Para levantamento dos dados, foram realizadas entrevistas semiestruturadas, no período de agosto 2022 a abril de 2023, com base em roteiro composto pelas seguintes perguntas abertas: Como se tornou pai? Quais as dificuldades enfrentadas no exercício da parentalidade? Fale sobre a transição de gênero. Qual a sua percepção de como você é visto no seu meio social no exercício da parentalidade?

Na ocasião das entrevistas, os participantes possuíam idade entre 26 e 37 anos, todos possuíam um/a filho/a com idade entre 4 e 17 anos e se relacionavam com mulheres cis; destes, três residiam com suas companheiras. Sobre a convivência com os filhos, apenas a filha de José não mora com ele, pois está sob os cuidados da mãe. Quanto à ocupação profissional, apenas Jorge possuía emprego formal; os demais prestavam serviços eventuais por conta própria ou em negócios da família (Quadro 1).

Quadro 1
Caracterização das entrevistas por interlocutores.

Todos têm interesse em retificar o próprio nome, e no registro dos/as filhos/as consta o nome civil no campo de filiação materna. Já no campo de filiação paterna, Jonas registrou o filho com um amigo, a quem se refere como padrasto, Jorge registrou o filho com o padrinho da criança e os demais registraram os filhos apenas em seu nome, parentalidade solo.

Foi utilizado o método de Análise Temática sugerido por Gomes e Nascimento29, seguindo: (a) transcrição, revisão, leitura e releitura das entrevistas; (b) codificação dos relatos; (c) classificação dos núcleos de sentido; (d) comparação entre os diferentes núcleos de sentido; (e) classificação dos núcleos de sentido em eixos temáticos e nominação; (f) redação das sínteses interpretativas.

A pesquisa obteve aprovação do Comitê de Ética da Universidade Federal do Amazonas, registrada sob parecer de número 5.528.881. Foi utilizado o Termo de Consentimento Livre e Esclarecido assinado pelos participantes da pesquisa, além das autorizações institucionais pertinentes ao campo.

Resultados e discussão

A parentalidade ainda que plural e dinâmica5-10, quando vivenciada por homens trans, é submetida a padrões rigorosos de julgamento e condenação, passando ora a ser invisibilizada e ora a ser violentada, a depender do contexto e de como são reconhecidos na organização simbólica e social, interferindo na produção de sentidos e significados dos interlocutores.

Na experiência da parentalidade dos interlocutores há o desejo de ser reconhecido como pai e não mais como mãe, e este movimento revela os significados culturais da paternidade e os sentidos individuais por eles atribuídos.

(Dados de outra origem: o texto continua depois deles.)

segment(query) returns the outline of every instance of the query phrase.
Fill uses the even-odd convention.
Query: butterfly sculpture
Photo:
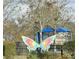
[[[37,48],[41,48],[43,51],[48,51],[50,45],[54,43],[56,35],[50,36],[42,41],[40,44],[35,42],[33,39],[26,36],[22,36],[23,42],[27,45],[27,49],[30,51],[35,51]]]

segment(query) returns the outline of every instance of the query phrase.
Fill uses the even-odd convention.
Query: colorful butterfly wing
[[[33,39],[22,36],[23,42],[27,45],[29,50],[35,51],[36,48],[39,47],[39,44],[37,44]]]
[[[41,44],[40,47],[42,50],[48,50],[50,48],[50,45],[53,44],[54,40],[56,39],[56,35],[50,36],[47,39],[45,39]]]

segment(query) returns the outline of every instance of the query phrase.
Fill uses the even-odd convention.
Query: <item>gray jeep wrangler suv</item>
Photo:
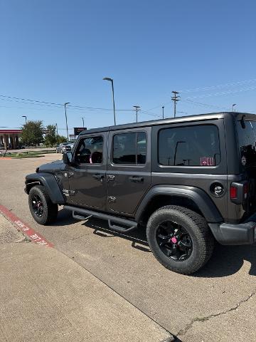
[[[35,220],[92,216],[117,232],[146,226],[149,247],[188,274],[222,244],[255,241],[256,115],[216,113],[82,132],[63,161],[26,177]],[[256,221],[256,220],[255,220]]]

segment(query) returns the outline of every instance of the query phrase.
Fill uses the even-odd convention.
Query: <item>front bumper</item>
[[[240,245],[256,242],[256,222],[231,224],[229,223],[209,223],[215,239],[221,244]]]

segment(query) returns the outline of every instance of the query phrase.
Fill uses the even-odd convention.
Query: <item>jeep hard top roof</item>
[[[90,130],[83,130],[80,133],[80,135],[97,133],[100,132],[107,132],[109,130],[125,130],[131,128],[139,128],[146,126],[154,126],[158,125],[166,125],[168,123],[191,123],[193,121],[206,121],[210,120],[223,119],[225,116],[231,116],[235,119],[241,118],[242,115],[246,115],[247,120],[252,120],[256,121],[256,115],[247,113],[238,112],[219,112],[210,113],[207,114],[198,114],[196,115],[181,116],[178,118],[169,118],[166,119],[153,120],[150,121],[142,121],[140,123],[126,123],[124,125],[117,125],[115,126],[107,126],[99,128],[92,128]]]

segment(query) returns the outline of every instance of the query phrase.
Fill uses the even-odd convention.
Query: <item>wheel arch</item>
[[[33,187],[39,185],[45,187],[53,203],[58,204],[65,203],[64,196],[54,175],[44,172],[28,175],[25,180],[25,192],[28,194]]]
[[[203,216],[207,222],[223,219],[210,197],[201,189],[183,185],[156,185],[146,193],[139,205],[135,219],[145,223],[157,209],[168,204],[179,205]]]

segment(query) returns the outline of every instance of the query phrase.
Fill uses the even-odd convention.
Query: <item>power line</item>
[[[64,104],[63,103],[56,103],[54,102],[47,102],[47,101],[41,101],[39,100],[31,100],[29,98],[17,98],[15,96],[8,96],[6,95],[0,95],[1,98],[0,98],[0,100],[6,100],[6,101],[11,101],[11,102],[17,102],[18,103],[25,103],[25,104],[30,104],[30,105],[44,105],[47,107],[56,107],[56,108],[61,108],[64,106]],[[23,101],[27,101],[27,102],[23,102]],[[73,108],[73,109],[78,108],[78,109],[87,109],[87,110],[107,110],[107,111],[112,111],[112,109],[111,108],[95,108],[95,107],[87,107],[85,105],[71,105],[69,104],[68,106],[69,108]],[[128,111],[130,110],[129,109],[119,109],[117,110],[118,111]]]

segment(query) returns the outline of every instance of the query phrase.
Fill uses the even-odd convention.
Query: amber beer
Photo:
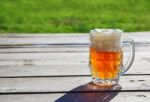
[[[90,48],[92,76],[100,79],[117,78],[122,66],[122,51],[97,51]]]
[[[130,45],[130,56],[123,66],[122,44]],[[94,29],[90,31],[89,66],[93,83],[110,86],[118,83],[134,60],[133,40],[123,40],[120,29]]]

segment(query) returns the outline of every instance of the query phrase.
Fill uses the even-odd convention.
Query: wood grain
[[[73,99],[69,99],[68,97]],[[88,95],[88,97],[87,97]],[[99,102],[100,97],[112,95],[108,93],[55,93],[55,94],[16,94],[16,95],[1,95],[1,102]],[[112,96],[109,96],[112,97]],[[149,102],[150,92],[119,92],[117,96],[112,97],[109,102]],[[62,99],[62,100],[60,100]],[[88,100],[87,100],[88,99]],[[60,100],[60,101],[59,101]],[[68,101],[64,101],[68,100]],[[83,101],[84,100],[84,101]]]
[[[122,76],[119,84],[122,90],[150,90],[149,75]],[[0,93],[17,92],[78,92],[98,91],[99,87],[89,85],[91,77],[33,77],[0,78]],[[79,88],[80,87],[80,88]],[[93,89],[94,88],[94,89]],[[117,90],[117,89],[116,89]]]

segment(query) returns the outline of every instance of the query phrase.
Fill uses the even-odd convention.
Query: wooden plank
[[[69,53],[70,54],[70,53]],[[39,60],[14,59],[0,61],[0,77],[9,76],[58,76],[58,75],[90,75],[88,67],[88,54],[82,53],[75,55],[62,56],[58,54],[56,59],[43,59],[39,56]],[[11,54],[10,54],[11,55]],[[19,54],[20,55],[20,54]],[[30,55],[30,54],[29,54]],[[28,57],[29,55],[24,56]],[[7,56],[8,57],[8,56]],[[22,58],[21,56],[18,56]],[[12,56],[13,58],[13,56]],[[41,58],[41,59],[40,59]],[[45,57],[46,58],[46,55]],[[65,58],[65,59],[64,59]],[[72,60],[73,58],[73,60]],[[80,59],[79,59],[80,58]],[[127,72],[127,74],[150,74],[150,55],[149,52],[137,52],[135,61]],[[80,71],[79,71],[80,70]],[[76,73],[74,73],[76,72]]]
[[[124,48],[125,51],[127,47]],[[150,46],[136,46],[136,51],[150,51]],[[0,53],[60,53],[60,52],[88,52],[88,45],[74,46],[3,46],[0,47]]]
[[[122,87],[122,91],[150,90],[149,77],[149,75],[122,76],[119,84]],[[88,76],[0,78],[0,93],[101,91],[99,87],[93,86],[93,84],[87,84],[90,81],[91,77]]]
[[[1,102],[106,102],[103,99],[107,102],[149,102],[150,92],[0,95]]]
[[[14,36],[14,37],[13,37]],[[42,36],[42,35],[41,35]],[[88,43],[89,35],[88,34],[72,34],[72,35],[64,35],[64,34],[55,34],[55,35],[46,35],[41,37],[37,36],[29,36],[29,35],[2,35],[0,37],[0,44],[42,44],[42,43]],[[150,43],[149,41],[149,32],[148,33],[125,33],[125,38],[132,38],[135,42],[144,42]],[[81,40],[80,40],[81,39]]]
[[[150,74],[150,62],[148,62],[147,60],[148,59],[135,60],[132,67],[126,74]],[[62,63],[62,65],[58,65],[58,63],[56,62],[52,65],[52,63],[43,61],[40,63],[34,63],[37,65],[31,64],[33,63],[3,63],[0,67],[0,77],[90,75],[90,70],[87,62],[70,63],[72,65],[69,65],[67,63],[67,65],[65,65],[65,63]]]

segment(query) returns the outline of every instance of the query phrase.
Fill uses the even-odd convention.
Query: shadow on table
[[[100,87],[91,82],[72,89],[55,102],[109,102],[119,90],[121,90],[120,85]]]

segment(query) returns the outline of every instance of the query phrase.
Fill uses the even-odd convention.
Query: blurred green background
[[[0,33],[150,31],[150,0],[0,0]]]

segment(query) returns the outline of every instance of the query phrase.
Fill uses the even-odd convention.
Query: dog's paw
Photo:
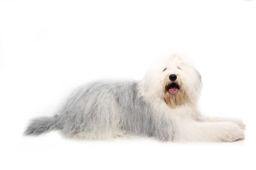
[[[232,142],[244,137],[244,130],[237,124],[227,122],[223,125],[219,139],[222,142]]]

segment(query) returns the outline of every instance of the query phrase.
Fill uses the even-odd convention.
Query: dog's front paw
[[[219,136],[221,141],[232,142],[244,137],[244,130],[238,124],[230,122],[225,123]]]

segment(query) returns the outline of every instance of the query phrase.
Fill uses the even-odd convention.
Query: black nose
[[[175,74],[171,74],[169,76],[169,79],[172,81],[175,81],[177,79],[177,76]]]

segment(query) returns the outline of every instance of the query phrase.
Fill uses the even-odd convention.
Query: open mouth
[[[168,85],[166,88],[166,90],[169,91],[171,94],[176,94],[180,89],[180,86],[177,83],[173,82]]]

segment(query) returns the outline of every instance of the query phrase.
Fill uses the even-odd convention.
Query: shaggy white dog
[[[174,55],[140,82],[101,81],[81,87],[54,116],[32,120],[25,134],[58,130],[82,139],[127,135],[179,142],[243,139],[245,126],[241,120],[200,114],[196,104],[201,86],[199,73]]]

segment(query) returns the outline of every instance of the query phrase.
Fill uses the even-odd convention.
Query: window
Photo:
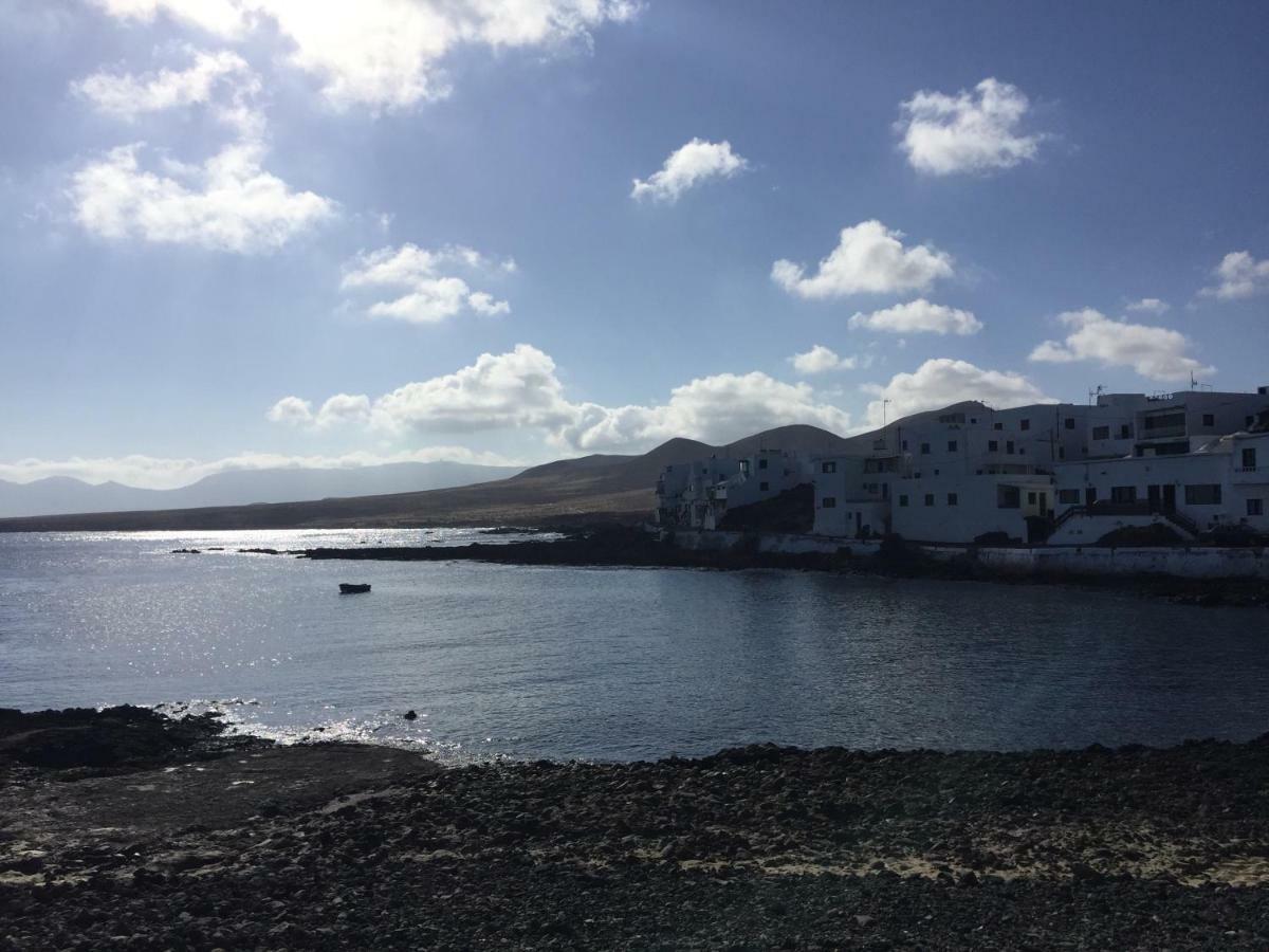
[[[1221,484],[1200,484],[1185,487],[1185,505],[1220,505]]]
[[[1136,486],[1112,486],[1110,487],[1110,501],[1112,503],[1136,503],[1137,501],[1137,487]]]

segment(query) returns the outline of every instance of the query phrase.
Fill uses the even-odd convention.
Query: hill
[[[138,489],[118,482],[90,484],[69,476],[49,476],[33,482],[0,480],[0,518],[369,496],[467,486],[506,479],[516,472],[519,467],[439,461],[355,468],[233,470],[204,476],[179,489]]]
[[[915,414],[904,426],[948,410]],[[709,456],[740,457],[759,448],[865,453],[879,432],[840,437],[816,426],[793,425],[756,433],[722,447],[671,439],[640,456],[594,454],[534,466],[510,479],[425,493],[397,493],[308,503],[85,513],[0,519],[0,532],[340,528],[354,526],[560,526],[599,520],[633,523],[655,505],[654,486],[665,466]]]

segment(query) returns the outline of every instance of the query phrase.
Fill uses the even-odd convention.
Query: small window
[[[1185,505],[1220,505],[1221,484],[1211,482],[1185,487]]]

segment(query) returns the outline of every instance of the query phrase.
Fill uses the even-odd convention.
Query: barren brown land
[[[1269,744],[440,769],[0,715],[5,948],[1264,948]]]

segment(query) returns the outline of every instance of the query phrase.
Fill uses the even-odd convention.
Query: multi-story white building
[[[695,471],[667,470],[659,500],[679,504],[659,501],[657,513],[662,523],[714,528],[728,508],[813,482],[812,531],[843,538],[1086,545],[1151,517],[1189,534],[1239,523],[1264,531],[1263,430],[1269,387],[1099,393],[1089,406],[966,402],[892,423],[857,452],[763,451],[732,461],[730,475],[711,461],[699,481]],[[1112,506],[1119,522],[1101,518]]]

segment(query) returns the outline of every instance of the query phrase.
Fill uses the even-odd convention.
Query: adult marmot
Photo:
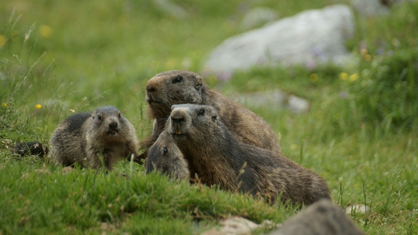
[[[261,195],[270,203],[279,195],[305,205],[330,198],[319,176],[279,153],[241,142],[211,106],[173,105],[166,130],[187,159],[191,176],[208,185]]]
[[[145,166],[147,174],[157,170],[176,180],[188,179],[190,176],[187,161],[172,136],[166,131],[160,134],[150,147]]]
[[[50,141],[50,156],[57,163],[104,165],[108,170],[117,160],[130,160],[132,154],[141,163],[137,146],[134,126],[113,106],[70,116],[58,125]]]
[[[196,73],[182,70],[163,72],[150,79],[146,89],[150,116],[155,122],[152,136],[141,143],[142,150],[148,150],[163,131],[172,105],[195,103],[214,107],[219,119],[238,141],[275,152],[281,152],[275,132],[261,117],[209,89],[202,77]]]

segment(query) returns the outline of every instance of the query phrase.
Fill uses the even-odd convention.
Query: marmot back
[[[146,100],[151,118],[155,119],[152,136],[143,141],[148,150],[164,129],[172,105],[193,103],[214,107],[220,120],[240,141],[280,152],[275,132],[264,120],[243,105],[209,89],[199,74],[182,70],[163,72],[146,84]]]
[[[103,106],[92,113],[70,116],[60,123],[50,141],[50,156],[56,163],[112,170],[121,159],[141,163],[134,126],[117,108]]]
[[[197,174],[208,185],[261,195],[270,203],[279,195],[283,201],[305,205],[330,198],[326,182],[317,174],[279,153],[238,141],[211,106],[173,105],[166,130],[192,176]]]

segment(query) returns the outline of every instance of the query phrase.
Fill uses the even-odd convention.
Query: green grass
[[[0,234],[194,234],[231,215],[282,223],[295,213],[146,176],[127,162],[107,174],[65,173],[48,160],[11,154],[12,143],[48,143],[72,112],[104,105],[118,107],[141,139],[151,130],[144,85],[154,74],[200,71],[210,49],[241,32],[248,8],[286,17],[331,2],[173,1],[187,18],[152,1],[0,3]],[[418,232],[417,16],[414,2],[356,18],[347,43],[355,59],[344,68],[259,68],[225,83],[207,78],[225,94],[279,88],[310,100],[306,114],[253,110],[280,134],[285,156],[328,181],[337,204],[368,207],[350,215],[367,234]]]

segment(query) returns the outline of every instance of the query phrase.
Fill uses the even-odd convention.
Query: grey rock
[[[226,39],[209,54],[203,73],[228,79],[255,66],[342,64],[350,57],[345,43],[354,29],[346,5],[304,11]]]
[[[330,200],[321,200],[286,221],[270,235],[360,235],[364,234]]]

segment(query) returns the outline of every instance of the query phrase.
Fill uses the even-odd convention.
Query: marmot
[[[134,126],[113,106],[94,112],[79,113],[61,123],[50,141],[50,156],[56,163],[112,170],[119,159],[141,164]]]
[[[171,105],[181,103],[214,107],[220,120],[238,141],[280,152],[277,137],[264,120],[244,105],[209,89],[199,74],[182,70],[163,72],[150,79],[146,85],[149,113],[155,119],[152,136],[141,143],[141,149],[149,148],[163,131],[171,112]]]
[[[186,180],[190,176],[187,161],[172,136],[166,131],[160,134],[150,148],[145,165],[147,174],[157,170],[176,180]]]
[[[241,142],[211,106],[173,105],[166,130],[187,159],[191,176],[208,185],[261,195],[270,203],[279,195],[299,205],[330,198],[322,178],[279,153]]]

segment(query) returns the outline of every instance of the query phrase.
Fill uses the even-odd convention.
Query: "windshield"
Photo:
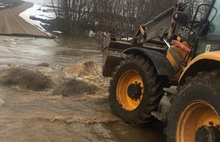
[[[220,36],[220,27],[219,27],[219,25],[220,25],[220,13],[218,11],[218,9],[220,9],[220,1],[216,1],[215,4],[214,4],[214,7],[216,9],[213,8],[212,12],[209,16],[209,21],[211,22],[209,35]],[[214,16],[215,16],[215,18],[213,19]]]

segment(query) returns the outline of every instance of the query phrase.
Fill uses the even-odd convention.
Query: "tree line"
[[[174,6],[176,0],[50,0],[67,35],[110,32],[133,35],[140,24]]]

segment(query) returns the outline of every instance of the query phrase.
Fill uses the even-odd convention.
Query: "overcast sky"
[[[23,0],[28,2],[33,2],[35,4],[49,4],[50,0]]]

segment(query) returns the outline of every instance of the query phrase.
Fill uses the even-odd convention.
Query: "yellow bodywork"
[[[183,79],[185,79],[187,76],[185,74],[189,69],[193,69],[194,65],[202,60],[209,60],[211,61],[217,61],[220,63],[220,51],[212,51],[212,52],[205,52],[203,54],[198,55],[196,58],[194,58],[191,62],[189,62],[186,66],[186,68],[183,70],[182,74],[179,77],[179,82],[181,82]],[[203,64],[203,66],[206,66]],[[215,67],[213,67],[214,69]]]
[[[144,83],[141,76],[135,70],[128,70],[118,80],[116,97],[123,109],[127,111],[135,110],[141,103],[144,89],[142,89],[141,96],[137,100],[133,100],[128,95],[128,87],[130,84],[139,83],[141,88],[144,88]]]

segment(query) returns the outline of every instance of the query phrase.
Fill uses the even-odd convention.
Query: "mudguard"
[[[179,84],[183,85],[188,76],[196,76],[201,71],[220,69],[220,51],[205,52],[194,58],[184,69],[179,78]]]
[[[170,62],[167,60],[166,56],[159,51],[140,47],[131,47],[124,50],[123,53],[147,56],[153,62],[158,75],[165,75],[168,77],[174,76],[174,71]]]

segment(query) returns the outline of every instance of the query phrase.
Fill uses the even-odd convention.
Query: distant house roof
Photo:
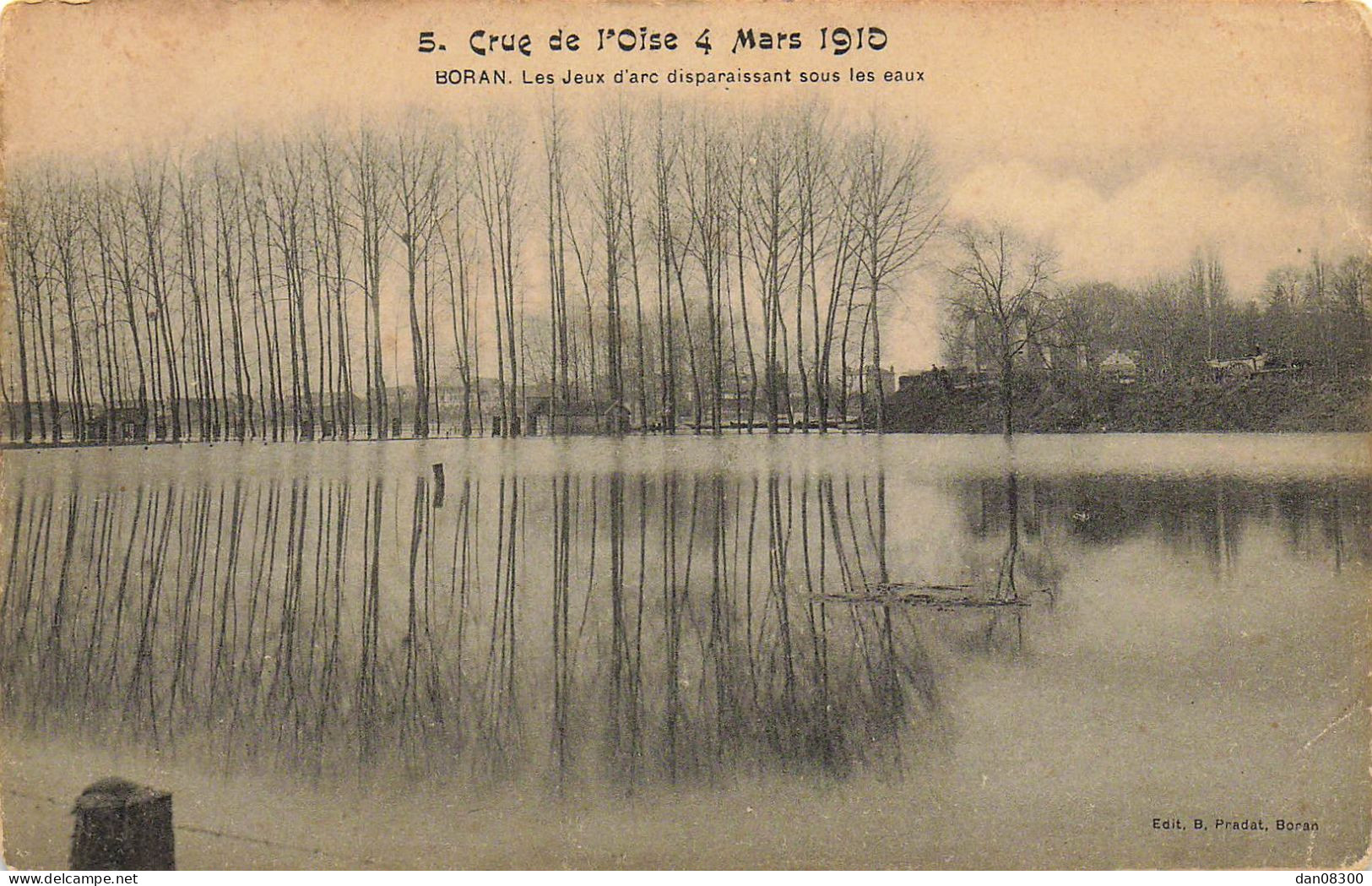
[[[1100,361],[1102,369],[1137,369],[1139,363],[1124,351],[1110,351],[1110,355]]]

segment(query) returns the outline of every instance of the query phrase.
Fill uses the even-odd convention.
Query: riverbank
[[[1039,433],[1347,432],[1372,429],[1368,380],[1310,374],[1247,380],[1017,381],[1015,431]],[[890,431],[985,433],[1002,425],[996,387],[907,388],[886,405]]]

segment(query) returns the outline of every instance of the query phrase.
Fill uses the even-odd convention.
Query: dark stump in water
[[[71,809],[73,871],[172,871],[172,794],[121,778],[100,779]]]

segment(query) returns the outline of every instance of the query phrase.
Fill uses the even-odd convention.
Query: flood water
[[[11,864],[60,867],[110,774],[174,790],[182,867],[1318,867],[1372,830],[1358,436],[3,465]]]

Observou-se, assim, um movimento que oscilava entre a transgressão e a acomodação da perspectiva cultural em torno da sua própria vivência.

Os interlocutores demostraram estar sujeitos a um campo de tensões e negociações constantes acerca de suas identidades conjugadas ao seu papel parental, cuja paternidade muitas vezes é conduzida a um lugar de abjeção, provocando impactos sobre sua saúde, e ensejando estratégias de enfrentamento.

Os resultados de pesquisa, focados na compreensão do contexto social e cultural e situado no entorno dos interlocutores, foi construído por dois eixos temáticos: 1) Significados da parentalidade sob a égide da cisheteronormatividade e 2) Parentalidade nas transmasculinidades: experiências em contextos sociais e de saúde

Significados da parentalidade sob a égide da cisheteronormatividade

As narrativas dos interlocutores denunciaram as tensões que operam de acordo com a lógica binária e sexista para acomodá-los numa “tríade identitária” de ser homem, pai e heterossexual, cumprindo respectivamente os critérios de masculinidade, parentalidade e sexualidade, forjados pela matriz de inteligibilidades, que sedimenta dentro da sua estrutura padrões naturalizantes, consolidados pela linguagem para nortear o funcionamento da vida social e suas instâncias30.

Os papéis femininos e masculinos são construídos por meio de discursos que subsidiam a compreensão cultural da parentalidade. Para os homens trans que engravidaram antes da transição, há um questionamento frequente acerca de suas identidades e corpos, devido à premissa de ordem naturalizante de que homem não engravida, deixando assim de ter sua experiência contemplada nas esferas familiares, educacionais, de direito e saúde.

Tal fenômeno é deflagrado ainda na gravidez ao serem questionados: “a machuda vai ter filho, onde que macho engravida?” (Jonas, 23/12/2023), e “tu não gostavas de homem? Que diabo de machuda é tu?” (Joaquim, 11/04/2023). “Machuda” trata-se de um termo êmico na linguagem regional dos povos amazônidas para designar a mulher que se relaciona com outras mulheres, cuja expressão de gênero é mais masculinizada. Reconhecida como sinônimo de outras atribuições em diferentes regiões do Brasil, como “mulher-macho”, “sapatão” ou “caminhoneira”.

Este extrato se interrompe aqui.